How listening becomes an art

How Listening Becomes an Art

In conversations, how listening becomes an art begins with being present, in the moment, aware. Rather, what most of us do, is listen only until an idea pops up in our head of something we want to say in return.  Then, one of two things happens:

  1. You interrupt
  2.  Your eyes glaze over.  You are listening to a recording running in your brain about what you want to say next while waiting for a pause to express it. Familiar?

Your brain is always thinking, however, you can only have one thought at a time. So, how do you have a meaningful conversation when the other person is speaking and your own brain won’t be quiet? 

The First Step to How Listening Becomes an Art

Practice focusing.

Focusing is difficult for any length of time. We can handle total focusing in short spurts. But if we don’t master focusing for longer periods, we really are not listening to others.

Here is where you might ask, “So how do I remain focused?” Well, there are a few things that can help, but one of the first and easiest is to ask questions I used to think that asking people questions was being too nosey and that I would be prying into their privacy. Imagine what I thought, upon learning that when you ask people questions in a conversational setting you are actually indicating your interest in them! People warm up to you when you are interested in them.  They will tell others complimentary things about you because you made them feel valued

Now, forget about yourself. Concentrate on what they are telling you about them. They will be giving you information through which you will be able to form more questions for them. Example: “You mentioned your son is at University, tell me, what courses is he taking and how does he like them?” Stay away from ‘yes’ or ‘no’ questions. This is called listening at the middle level.
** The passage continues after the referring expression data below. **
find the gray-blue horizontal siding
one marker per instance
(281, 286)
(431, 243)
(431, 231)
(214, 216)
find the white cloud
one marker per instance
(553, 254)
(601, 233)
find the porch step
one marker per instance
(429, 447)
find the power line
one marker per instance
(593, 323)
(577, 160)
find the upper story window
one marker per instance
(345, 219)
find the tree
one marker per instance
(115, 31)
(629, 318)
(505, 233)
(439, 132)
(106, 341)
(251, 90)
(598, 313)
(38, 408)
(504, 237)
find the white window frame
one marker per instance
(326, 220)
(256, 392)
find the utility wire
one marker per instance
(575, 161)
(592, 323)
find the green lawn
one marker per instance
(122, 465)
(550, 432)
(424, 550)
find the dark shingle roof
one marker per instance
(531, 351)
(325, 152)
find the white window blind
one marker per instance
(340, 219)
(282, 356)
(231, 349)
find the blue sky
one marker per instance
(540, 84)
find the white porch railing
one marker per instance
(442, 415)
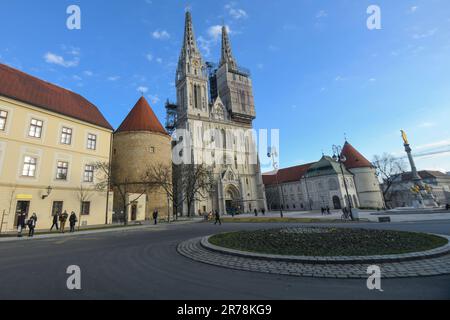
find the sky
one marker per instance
(319, 73)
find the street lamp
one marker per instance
(341, 159)
(273, 154)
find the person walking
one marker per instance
(218, 218)
(63, 220)
(20, 224)
(155, 216)
(55, 221)
(32, 225)
(72, 221)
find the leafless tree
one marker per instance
(161, 176)
(389, 170)
(108, 181)
(196, 183)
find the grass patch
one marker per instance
(328, 242)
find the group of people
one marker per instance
(62, 219)
(23, 223)
(31, 223)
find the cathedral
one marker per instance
(213, 120)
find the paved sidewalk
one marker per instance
(56, 234)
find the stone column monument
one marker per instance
(423, 197)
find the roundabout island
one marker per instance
(328, 252)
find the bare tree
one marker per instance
(197, 183)
(160, 176)
(108, 181)
(389, 170)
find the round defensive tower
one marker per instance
(139, 143)
(366, 181)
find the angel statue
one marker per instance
(405, 137)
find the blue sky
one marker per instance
(318, 72)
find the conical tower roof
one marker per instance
(354, 158)
(142, 118)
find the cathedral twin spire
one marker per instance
(190, 43)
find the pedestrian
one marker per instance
(55, 221)
(72, 221)
(155, 216)
(32, 224)
(20, 224)
(63, 220)
(218, 218)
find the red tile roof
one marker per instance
(142, 118)
(20, 86)
(286, 175)
(354, 158)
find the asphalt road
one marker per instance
(144, 264)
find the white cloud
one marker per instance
(142, 89)
(427, 125)
(161, 35)
(215, 32)
(427, 34)
(234, 12)
(53, 58)
(321, 14)
(154, 99)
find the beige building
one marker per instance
(49, 139)
(139, 143)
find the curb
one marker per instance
(89, 232)
(438, 252)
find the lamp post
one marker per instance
(273, 154)
(341, 159)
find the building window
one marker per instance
(3, 117)
(85, 208)
(29, 167)
(62, 170)
(36, 128)
(89, 173)
(92, 141)
(66, 136)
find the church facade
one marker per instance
(214, 120)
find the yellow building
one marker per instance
(50, 138)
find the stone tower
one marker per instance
(139, 143)
(366, 181)
(218, 128)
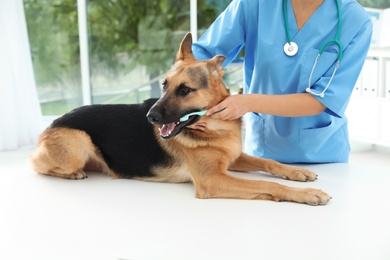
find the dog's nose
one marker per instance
(154, 117)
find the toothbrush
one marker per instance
(199, 113)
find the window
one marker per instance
(132, 44)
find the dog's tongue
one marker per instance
(166, 130)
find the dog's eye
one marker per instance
(183, 90)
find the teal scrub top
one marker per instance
(259, 26)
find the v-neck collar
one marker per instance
(319, 13)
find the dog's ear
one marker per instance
(215, 65)
(185, 50)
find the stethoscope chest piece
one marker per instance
(290, 48)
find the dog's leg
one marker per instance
(221, 185)
(246, 163)
(63, 153)
(211, 180)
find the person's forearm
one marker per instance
(291, 105)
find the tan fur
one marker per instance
(202, 153)
(67, 153)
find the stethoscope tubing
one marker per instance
(322, 48)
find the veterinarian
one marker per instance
(294, 105)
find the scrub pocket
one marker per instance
(325, 144)
(254, 134)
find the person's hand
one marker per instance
(231, 108)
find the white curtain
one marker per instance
(20, 115)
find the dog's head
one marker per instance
(190, 86)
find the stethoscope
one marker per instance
(291, 48)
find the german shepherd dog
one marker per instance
(148, 142)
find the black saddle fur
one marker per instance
(123, 135)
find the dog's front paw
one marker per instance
(299, 174)
(314, 197)
(78, 175)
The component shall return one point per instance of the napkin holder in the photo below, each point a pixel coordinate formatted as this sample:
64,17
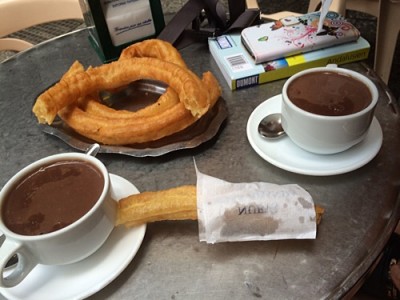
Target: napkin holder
115,24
At this level you are gleaning information from what you are hearing them say.

Just practice this one process for a time before progressing further. 

The Second Step to How Listening Becomes an Art

Here is where you pick up non-verbal information. Body language, tone of voice, facial expressions, movements; all of these will register with you, but on a higher level. It’s instinctive, not involving concentration. 

Sometime, after you have had a conversation and can think alone, ask yourself what you noticed about his/her body language, voice expressions and movements. You will be surprised how much you gleaned without having to concentrate about thinking!

Now you have a starting point to developing your own art of listening. 

If you don’t consider yourself a great conversationalist, here’s a bonus. Your brain will be so busy listening to form new questions and filing away the feelings you subconsciously pickup, you will have little to no interest in talking about yourself. You will get to know people on a very different level and really begin to enjoy this new way of being with others.

It takes a bit of practice, but just keep bringing your focus back to laser targeting on your subject and you will be amazed at how you will look forward to your next social engagement.